Britain’s managers have become sharply anti-euro over the past 18 months, according to a survey published last week by the Institute of Management (IM)
If the Government were to hold a referendum tomorrow, 61 per cent would vote NOT to join, while only 29 per cent would vote in favour of the UK becoming part of the European single currency. This compares with 47 per cent in favour, and 43 per cent against, in a similar survey in May, 1999.
The quick reaction survey conducted among IM members last week also shows that less than a third (32 per cent) of those who responded had facilities to process payments in euros – a percentage point down on a year and a half ago. Nearly half (48 per cent) had no facility for processing euro payments, invoicing in euros, borrowing in euros or banking in euros.
Despite this lack of preparation, 50 per cent of respondents believed the UK’s entry into the euro-zone was inevitable in the next 10 years, with 38 per cent disagreeing. And 50 per cent believed that – in the long term – it would create a more flexible and competitive European economy, with 38 per cent believing it would not. And 51 per cent believed the UK would eventually join the euro-zone because the costs of remaining outside would become increasingly apparent, while 35 per cent took the opposite view.
The vast bulk of managers had little confidence in the European Central Bank. Seventy two per cent believed the bank had not handled monetary policy competently since the launch of the single currency, with a mere 14 per cent believing it had.

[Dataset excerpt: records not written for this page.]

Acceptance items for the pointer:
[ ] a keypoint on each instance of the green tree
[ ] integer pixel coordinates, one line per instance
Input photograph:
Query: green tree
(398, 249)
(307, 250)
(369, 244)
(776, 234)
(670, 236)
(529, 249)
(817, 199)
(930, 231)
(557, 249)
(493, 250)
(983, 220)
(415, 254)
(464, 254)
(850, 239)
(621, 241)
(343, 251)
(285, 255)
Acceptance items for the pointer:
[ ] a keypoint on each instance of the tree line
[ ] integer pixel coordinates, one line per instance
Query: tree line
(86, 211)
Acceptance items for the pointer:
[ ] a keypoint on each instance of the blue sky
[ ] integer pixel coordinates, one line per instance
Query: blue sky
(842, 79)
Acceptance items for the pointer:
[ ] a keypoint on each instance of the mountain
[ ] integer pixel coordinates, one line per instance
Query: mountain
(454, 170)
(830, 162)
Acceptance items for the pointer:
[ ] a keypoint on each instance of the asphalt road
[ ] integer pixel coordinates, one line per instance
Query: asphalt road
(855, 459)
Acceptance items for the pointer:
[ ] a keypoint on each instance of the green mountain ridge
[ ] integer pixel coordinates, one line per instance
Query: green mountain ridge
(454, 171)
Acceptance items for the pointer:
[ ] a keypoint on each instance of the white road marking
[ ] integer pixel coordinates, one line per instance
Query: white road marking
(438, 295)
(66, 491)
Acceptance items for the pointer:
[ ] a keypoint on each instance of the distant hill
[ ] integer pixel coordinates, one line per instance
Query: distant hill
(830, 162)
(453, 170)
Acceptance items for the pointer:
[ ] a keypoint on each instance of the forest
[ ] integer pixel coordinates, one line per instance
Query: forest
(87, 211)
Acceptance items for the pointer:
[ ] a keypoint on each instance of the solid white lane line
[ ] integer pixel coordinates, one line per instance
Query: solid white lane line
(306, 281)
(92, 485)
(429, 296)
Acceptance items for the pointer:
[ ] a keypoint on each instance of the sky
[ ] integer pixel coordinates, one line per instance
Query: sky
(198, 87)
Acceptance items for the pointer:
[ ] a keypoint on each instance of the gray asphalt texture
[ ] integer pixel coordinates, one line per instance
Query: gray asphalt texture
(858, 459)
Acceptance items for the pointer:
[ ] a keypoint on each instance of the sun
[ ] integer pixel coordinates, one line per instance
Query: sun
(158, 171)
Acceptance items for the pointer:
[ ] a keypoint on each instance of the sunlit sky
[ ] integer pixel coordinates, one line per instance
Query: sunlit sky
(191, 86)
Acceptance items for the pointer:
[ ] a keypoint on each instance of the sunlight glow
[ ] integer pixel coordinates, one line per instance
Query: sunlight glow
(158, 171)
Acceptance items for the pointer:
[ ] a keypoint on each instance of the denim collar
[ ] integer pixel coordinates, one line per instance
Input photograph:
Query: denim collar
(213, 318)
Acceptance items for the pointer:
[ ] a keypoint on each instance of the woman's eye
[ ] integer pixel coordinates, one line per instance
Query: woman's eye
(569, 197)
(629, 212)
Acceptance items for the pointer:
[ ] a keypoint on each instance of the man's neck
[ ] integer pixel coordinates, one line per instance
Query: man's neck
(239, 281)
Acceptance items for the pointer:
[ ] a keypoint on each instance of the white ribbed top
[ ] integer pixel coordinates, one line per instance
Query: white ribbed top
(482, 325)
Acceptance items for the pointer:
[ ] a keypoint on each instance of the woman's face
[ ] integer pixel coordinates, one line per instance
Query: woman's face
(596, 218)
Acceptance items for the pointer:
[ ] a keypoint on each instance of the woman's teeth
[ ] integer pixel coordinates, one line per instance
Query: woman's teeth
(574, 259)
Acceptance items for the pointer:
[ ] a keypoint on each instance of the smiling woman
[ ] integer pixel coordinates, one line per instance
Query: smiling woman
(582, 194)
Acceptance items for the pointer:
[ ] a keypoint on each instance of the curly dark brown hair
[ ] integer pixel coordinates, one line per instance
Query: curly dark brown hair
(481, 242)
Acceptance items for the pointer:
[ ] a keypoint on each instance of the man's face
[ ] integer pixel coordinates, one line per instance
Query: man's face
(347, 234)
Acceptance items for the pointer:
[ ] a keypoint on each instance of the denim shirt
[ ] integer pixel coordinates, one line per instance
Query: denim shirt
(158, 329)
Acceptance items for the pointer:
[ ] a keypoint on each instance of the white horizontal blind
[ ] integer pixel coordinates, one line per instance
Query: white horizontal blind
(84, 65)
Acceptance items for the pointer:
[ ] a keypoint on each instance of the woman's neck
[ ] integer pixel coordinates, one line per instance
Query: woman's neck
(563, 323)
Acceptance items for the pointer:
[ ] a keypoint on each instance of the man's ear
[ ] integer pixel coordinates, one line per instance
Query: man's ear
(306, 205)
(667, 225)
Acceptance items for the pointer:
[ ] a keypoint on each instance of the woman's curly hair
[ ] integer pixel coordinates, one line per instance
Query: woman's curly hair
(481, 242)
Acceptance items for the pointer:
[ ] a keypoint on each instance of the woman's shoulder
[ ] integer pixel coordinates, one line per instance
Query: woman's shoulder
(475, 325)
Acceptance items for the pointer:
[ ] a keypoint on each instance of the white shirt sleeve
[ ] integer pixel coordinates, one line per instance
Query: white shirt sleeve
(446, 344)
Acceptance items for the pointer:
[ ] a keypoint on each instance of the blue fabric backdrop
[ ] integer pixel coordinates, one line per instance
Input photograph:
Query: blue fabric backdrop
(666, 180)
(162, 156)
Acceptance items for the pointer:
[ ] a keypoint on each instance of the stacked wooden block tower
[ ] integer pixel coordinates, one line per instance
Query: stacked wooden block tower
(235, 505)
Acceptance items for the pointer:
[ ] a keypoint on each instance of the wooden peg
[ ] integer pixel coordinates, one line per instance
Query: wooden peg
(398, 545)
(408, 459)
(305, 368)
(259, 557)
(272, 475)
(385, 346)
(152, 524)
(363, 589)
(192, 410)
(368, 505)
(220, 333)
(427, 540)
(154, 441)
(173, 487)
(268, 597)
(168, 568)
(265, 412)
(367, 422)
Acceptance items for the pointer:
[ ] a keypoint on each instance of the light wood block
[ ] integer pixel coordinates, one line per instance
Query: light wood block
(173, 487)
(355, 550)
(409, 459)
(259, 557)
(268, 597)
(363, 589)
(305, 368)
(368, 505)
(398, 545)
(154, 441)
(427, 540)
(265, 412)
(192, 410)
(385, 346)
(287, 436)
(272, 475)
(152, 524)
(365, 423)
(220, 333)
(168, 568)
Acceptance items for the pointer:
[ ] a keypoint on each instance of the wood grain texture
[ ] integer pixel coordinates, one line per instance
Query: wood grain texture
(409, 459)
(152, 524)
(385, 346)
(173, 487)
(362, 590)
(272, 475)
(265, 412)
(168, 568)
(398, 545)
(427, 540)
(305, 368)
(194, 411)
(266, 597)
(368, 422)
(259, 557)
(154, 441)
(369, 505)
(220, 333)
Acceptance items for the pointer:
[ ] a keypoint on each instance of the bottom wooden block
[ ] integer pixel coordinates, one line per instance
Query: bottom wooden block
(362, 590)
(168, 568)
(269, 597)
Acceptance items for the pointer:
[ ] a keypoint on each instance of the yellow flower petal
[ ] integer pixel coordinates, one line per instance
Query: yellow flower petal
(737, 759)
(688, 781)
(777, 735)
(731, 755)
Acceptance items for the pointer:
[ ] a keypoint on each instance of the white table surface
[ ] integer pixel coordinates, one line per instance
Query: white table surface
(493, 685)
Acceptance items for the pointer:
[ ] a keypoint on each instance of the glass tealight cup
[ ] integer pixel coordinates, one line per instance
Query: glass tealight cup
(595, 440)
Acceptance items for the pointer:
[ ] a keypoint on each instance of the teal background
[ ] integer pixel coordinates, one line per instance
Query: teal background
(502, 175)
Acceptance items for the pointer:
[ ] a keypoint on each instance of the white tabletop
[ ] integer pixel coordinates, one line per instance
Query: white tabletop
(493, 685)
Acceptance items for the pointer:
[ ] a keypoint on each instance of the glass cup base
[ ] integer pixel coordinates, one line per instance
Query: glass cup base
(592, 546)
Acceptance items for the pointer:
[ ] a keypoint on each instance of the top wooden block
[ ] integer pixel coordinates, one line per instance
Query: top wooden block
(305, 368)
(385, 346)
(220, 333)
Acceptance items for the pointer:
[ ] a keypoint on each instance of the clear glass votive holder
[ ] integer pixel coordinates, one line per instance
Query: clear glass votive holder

Almost three-quarters (73 per cent) believed economic factors were more important than political considerations when deciding whether or not to join, but 59 per cent also believed the political and constitutional implications of joining the euro were a significant bar to membership.
Nearly two thirds (64 per cent) also thought the differences between the UK’s economy and those of our European partners would make euro membership hazardous in the foreseeable future. And 61 per cent believed euro membership would mean higher taxes and greater regulation in Britain.
A huge majority (77 per cent) believed the euro’s poor performance on the money markets has threatened its viability as a currency.
Mary Chapman, Director General of the Institute of Management, said: “This latest research shows how the poor performance of the euro, together with a continuing lack of proper public debate on the issue, are combining to create an increasingly hostile attitude to the currency.
“It is time the arguments on this crucial topic were given a fuller airing so that both business and the public as a whole are better briefed. Everyone is entitled to be given a clearer picture of what euro membership would actually mean to them – as companies and as individuals.”